AAM Interim Director Jennifer Chzranowski and Museum Trustees Diz Hormel (2024 Craft Show Chair) and Donald Wooters (2024 Craft Show Co-Chair) sat down with Laura Baring-Gould, the Featured Artist at this year’s Craft Show, to learn more about her creative practice and how it has evolved from large-scale public sculptures to craft, which Baring-Gould describes as “discrete, beautiful hand-held things.” The interview has been edited for length and clarity.
Diz: The Museum is thrilled to have you as our featured artist for the 2024 Craft Show. Can you tell us about your background and how it influenced your work?
LBG: As a young child I grew up in Costa Rica, Mexico, New York and California, and in the early 1970’s we settled in Alaska. As a family, we built cabins surrounded by cottonwood trees, started alternative schools, and spent time surrounded by infinite awe. Alaska was also a place where I experienced incredible community as people organized to protect wild landscapes and codify indigenous land rights. Trying to weave these together, I imagined an adult life as a scientist who would preserve wonder through public policy, so I studied sciences in college. But I felt greater connection and endurance in my art classes. Once I relocated to the East Coast I saw that people living in dense cities needed awe too. Art felt like an important and immediate way to do that.
Jenn: How did you set out to do that as a young artist? Tell us more about your early work.
LBG: At first, I gave myself five years to figure it out – I was waitressing, teaching, working as an artist assistant –and making things outdoors responding to the landscapes I could work in: lines of fallen birch trees or hundreds of pine-cones woven across a woodland park. These site-specific pieces led to large-scale work inside museums and galleries – illuminated boats suspended above 11 tons of salt in a converted wooden chapel, or a giant beehive made of wound straw in a museum abutting historically rich agricultural farmland. These projects were ambitious and required the help of many. Some were artists, others were not – but together we were transforming materials to make these magical spaces for people to understand something about the places they were in, but to also feel connected and inspired. As my practice developed, I was invited to create more substantial temporary and permanent public artworks. These pieces also required close collaboration with the local community so the work could truly be public as it honored what people feel connected to and care about.
Don: You’ve done a lot of casts of pears.
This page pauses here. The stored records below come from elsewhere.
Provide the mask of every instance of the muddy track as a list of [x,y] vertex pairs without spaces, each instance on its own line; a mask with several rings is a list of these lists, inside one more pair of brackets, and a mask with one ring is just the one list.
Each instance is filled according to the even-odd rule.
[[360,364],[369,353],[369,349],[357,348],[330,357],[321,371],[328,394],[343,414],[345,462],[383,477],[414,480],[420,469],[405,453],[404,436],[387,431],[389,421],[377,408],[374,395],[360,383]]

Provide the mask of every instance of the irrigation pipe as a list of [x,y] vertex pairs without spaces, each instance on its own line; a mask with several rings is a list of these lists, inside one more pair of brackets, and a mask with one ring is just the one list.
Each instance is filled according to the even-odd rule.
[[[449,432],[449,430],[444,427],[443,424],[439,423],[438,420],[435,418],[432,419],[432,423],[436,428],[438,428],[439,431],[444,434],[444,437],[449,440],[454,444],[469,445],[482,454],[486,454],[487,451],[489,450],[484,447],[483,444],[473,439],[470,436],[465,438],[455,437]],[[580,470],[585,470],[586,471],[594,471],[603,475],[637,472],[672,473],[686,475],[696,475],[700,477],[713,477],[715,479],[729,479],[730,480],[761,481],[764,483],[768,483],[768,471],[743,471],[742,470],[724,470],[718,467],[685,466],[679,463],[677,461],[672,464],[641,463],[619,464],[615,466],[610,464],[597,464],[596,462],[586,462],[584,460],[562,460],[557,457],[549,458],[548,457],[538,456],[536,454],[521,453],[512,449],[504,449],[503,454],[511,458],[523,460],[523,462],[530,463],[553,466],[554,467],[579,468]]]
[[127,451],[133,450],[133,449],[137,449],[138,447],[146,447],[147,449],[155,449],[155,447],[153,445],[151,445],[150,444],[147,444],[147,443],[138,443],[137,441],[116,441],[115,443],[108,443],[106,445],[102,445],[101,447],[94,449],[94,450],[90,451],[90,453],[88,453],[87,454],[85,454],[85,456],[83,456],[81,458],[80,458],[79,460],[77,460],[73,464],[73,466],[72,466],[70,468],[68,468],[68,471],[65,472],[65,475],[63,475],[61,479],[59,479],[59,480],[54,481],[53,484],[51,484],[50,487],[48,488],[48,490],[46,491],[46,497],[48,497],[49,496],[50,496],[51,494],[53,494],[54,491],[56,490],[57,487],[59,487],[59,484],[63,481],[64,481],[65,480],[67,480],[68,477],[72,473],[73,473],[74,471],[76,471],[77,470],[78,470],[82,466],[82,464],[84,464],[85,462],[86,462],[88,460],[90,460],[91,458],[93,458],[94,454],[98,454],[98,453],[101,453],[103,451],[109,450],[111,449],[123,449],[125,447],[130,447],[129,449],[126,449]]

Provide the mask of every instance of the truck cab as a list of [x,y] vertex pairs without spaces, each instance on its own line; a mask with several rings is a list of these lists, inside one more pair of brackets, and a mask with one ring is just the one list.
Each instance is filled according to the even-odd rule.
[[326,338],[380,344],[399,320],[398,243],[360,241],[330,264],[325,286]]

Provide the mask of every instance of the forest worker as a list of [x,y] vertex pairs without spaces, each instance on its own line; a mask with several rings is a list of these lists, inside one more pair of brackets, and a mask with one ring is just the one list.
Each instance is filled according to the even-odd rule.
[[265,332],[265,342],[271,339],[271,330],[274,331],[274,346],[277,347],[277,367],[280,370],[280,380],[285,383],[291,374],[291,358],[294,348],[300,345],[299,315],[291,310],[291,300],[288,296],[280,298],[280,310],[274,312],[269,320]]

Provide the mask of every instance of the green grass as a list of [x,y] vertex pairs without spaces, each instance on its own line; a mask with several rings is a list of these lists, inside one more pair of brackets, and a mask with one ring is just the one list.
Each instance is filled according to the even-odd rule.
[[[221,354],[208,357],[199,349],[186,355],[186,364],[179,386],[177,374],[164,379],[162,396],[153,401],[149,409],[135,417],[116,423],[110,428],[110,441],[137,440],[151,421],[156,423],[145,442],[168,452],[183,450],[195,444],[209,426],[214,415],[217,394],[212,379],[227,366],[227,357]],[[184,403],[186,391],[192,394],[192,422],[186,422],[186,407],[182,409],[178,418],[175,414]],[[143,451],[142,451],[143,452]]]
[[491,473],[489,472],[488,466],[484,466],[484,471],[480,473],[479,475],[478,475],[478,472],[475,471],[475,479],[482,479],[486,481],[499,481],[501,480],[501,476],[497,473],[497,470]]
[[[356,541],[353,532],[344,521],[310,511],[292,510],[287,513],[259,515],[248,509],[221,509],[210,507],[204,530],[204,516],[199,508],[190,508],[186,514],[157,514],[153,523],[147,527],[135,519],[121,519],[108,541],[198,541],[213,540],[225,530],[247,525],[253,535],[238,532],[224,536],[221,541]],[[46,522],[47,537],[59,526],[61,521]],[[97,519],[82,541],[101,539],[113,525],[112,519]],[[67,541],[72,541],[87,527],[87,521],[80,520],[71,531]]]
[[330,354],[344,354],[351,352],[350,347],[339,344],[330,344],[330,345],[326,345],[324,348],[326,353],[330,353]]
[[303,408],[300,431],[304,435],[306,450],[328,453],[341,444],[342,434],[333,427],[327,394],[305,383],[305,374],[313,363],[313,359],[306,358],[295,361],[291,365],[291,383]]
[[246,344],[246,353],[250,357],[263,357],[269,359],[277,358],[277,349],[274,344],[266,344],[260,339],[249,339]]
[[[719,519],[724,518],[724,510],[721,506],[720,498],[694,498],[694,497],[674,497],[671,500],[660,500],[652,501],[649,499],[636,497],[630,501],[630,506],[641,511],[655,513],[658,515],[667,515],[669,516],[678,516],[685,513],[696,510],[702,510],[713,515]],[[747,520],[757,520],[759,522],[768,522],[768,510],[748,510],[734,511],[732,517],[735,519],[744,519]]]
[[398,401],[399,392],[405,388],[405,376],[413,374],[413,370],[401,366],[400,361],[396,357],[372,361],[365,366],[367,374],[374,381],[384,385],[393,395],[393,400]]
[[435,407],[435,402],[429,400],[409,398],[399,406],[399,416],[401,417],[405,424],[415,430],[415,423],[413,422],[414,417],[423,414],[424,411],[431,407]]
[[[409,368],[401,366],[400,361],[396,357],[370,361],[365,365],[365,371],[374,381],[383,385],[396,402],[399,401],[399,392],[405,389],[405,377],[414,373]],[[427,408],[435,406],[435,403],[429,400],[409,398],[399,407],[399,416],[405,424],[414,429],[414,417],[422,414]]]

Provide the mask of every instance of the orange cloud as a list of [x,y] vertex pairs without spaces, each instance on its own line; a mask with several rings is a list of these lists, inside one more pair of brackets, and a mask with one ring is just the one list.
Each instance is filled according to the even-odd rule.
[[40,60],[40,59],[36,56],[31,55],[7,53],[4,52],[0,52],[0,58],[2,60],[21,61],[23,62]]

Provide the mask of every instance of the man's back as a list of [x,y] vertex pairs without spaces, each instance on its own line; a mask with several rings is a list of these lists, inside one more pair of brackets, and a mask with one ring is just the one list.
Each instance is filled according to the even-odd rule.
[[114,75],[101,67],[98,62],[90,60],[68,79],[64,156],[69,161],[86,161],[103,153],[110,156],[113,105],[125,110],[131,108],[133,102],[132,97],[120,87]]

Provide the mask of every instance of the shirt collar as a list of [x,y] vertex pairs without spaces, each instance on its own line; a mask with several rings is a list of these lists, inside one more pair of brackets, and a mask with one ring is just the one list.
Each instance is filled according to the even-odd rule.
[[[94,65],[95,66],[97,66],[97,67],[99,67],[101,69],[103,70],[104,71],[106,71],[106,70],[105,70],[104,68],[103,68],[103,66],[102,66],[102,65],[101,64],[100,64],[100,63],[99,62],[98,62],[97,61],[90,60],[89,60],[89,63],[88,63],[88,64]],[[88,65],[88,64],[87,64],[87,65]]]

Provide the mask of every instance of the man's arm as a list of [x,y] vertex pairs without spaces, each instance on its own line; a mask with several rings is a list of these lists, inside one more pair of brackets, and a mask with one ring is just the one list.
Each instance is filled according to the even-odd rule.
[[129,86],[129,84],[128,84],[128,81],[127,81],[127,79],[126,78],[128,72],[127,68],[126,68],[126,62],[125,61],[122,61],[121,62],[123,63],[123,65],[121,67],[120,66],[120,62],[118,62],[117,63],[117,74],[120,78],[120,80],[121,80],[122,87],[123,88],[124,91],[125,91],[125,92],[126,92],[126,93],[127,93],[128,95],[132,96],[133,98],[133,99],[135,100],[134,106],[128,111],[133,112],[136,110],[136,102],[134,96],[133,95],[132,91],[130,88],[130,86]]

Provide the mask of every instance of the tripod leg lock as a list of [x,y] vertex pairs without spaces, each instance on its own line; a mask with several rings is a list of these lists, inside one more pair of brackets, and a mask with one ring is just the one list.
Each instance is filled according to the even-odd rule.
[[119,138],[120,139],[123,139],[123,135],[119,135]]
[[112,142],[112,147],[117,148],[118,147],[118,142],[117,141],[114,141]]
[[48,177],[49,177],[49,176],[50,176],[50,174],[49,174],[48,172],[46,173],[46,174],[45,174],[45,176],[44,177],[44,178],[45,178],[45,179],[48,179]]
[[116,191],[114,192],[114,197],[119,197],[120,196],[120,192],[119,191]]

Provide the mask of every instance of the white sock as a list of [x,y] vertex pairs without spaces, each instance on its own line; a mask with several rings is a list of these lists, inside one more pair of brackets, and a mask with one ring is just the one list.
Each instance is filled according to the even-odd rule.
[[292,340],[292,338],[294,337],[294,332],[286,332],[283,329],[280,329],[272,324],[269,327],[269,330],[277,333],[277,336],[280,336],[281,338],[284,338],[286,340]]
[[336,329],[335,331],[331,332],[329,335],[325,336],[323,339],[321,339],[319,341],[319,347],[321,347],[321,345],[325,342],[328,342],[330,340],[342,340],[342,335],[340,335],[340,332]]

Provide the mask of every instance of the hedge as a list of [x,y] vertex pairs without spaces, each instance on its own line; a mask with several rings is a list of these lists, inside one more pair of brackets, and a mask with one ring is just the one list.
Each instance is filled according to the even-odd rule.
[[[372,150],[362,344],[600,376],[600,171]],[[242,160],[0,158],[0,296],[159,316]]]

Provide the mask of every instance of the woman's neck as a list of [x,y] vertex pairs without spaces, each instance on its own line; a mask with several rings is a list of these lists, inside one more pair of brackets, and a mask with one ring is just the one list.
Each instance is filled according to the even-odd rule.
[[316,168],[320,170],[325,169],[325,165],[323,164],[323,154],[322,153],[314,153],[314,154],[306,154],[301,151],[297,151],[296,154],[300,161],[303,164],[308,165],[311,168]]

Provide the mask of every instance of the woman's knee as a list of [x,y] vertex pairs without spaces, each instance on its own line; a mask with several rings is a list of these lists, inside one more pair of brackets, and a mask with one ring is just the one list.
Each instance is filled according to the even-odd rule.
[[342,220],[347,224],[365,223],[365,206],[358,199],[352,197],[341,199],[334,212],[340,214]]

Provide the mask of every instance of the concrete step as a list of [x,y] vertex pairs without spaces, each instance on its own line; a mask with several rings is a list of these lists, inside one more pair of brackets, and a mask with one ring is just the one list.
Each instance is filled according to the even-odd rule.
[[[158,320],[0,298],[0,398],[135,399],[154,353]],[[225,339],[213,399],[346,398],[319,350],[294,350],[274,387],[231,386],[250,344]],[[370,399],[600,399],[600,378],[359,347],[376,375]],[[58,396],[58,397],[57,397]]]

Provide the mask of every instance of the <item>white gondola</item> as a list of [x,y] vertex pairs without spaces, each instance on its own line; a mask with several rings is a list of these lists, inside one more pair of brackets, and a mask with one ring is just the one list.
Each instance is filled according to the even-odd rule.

Tell us about the outdoor giant bronze pear.
LBG: The public artwork I am most well-known for is a twelve-foot bronze pear that celebrates Dorchester, a community in Boston where the Clapps’ Favorite pear was first grown in 1830. It’s a cross pollination between the Bartlett, known for its hard skin, and the Flemish Beauty, resulting in a tough -skinned pear that inside was sweet as butter – which basically describes everybody who lives in that community.
Diz: Can you tell us about your method for casting pears?
LBG: The first pieces I made of pears were not ripe ones. I instead took slumping pears far past their prime and encased them in ceramic. After a two-week process of building up the ceramic, I fired pieces in the kiln, burning up the pear and leaving a hollow space in the ceramic. This negative space – the mold –gets filled with molten bronze. Once cool, I would crack off the ceramic to reveal the original pear –the same thing, but totally different. The entire process amazed me.
My studio was filled with rotting fruit and small bronze objects when I was asked to propose a project for Dorchester. I obviously could not create a monument of a rotten pear, but I knew that the humble fruit and its stewardship might really resonate.
Don: So how did you pivot to craft?
LBG: While I was making these bigger artworks, I was also finding my own refuge in making smaller pieces that transformed impermanent objects into talismans of experience.
I participated in my first Craft exhibition almost 20 years ago and loved the immediate connection people had to these bronzes and how they felt in the palm of a hand. I loved, too, the idea of taking ephemeral objects – sewn children’s caps, bamboo baskets, fish traps, or even a magnolia branch with a bird’s nest, and casting them into permanent metal.
Diz: These pieces are so tactile. You just want to hold them. They have a solidity and permanence, but at the same time appear so delicate. How do you bring out that juxtaposition?
LBG: It is important to hold something and have it affect you. It’s important that people at weddings have held my pieces and shared them with those they love, and equally important that others have died holding these pieces as well. While I am
thankful for the bigger public artworks that exist out in the world, these objects can be with you.
Jenn: It seems that your background in science continues to inform your work. Is that accurate?
LBG: 100% yes – in every aspect of my work: I am a naturalist who collects and studies pears from heirloom trees and am amazed by the material science of bird’s building their nests. The entire process of casting, metal work, and patina are also all about material technology and experimentation.
Jenn: After working with artists and organizing AAM’s Craft Show for the past 6 years, I know that the circuit can be grueling. What is it about craft shows that keep you coming back?
LBG: I have been able to continue to be an artist because I unlocked the world of craft and found this essential community that values artists’ work. I love sharing my work with people, from small shows to the Smithsonian. And it is the work of organizations that hold it together – places like the Academy Art Museum– that bring people together to share stories and experience something special. The people who want to share the story and the people who want to receive the story. Even just one connection, one moment of magic. And that’s how I think lives are changed, right?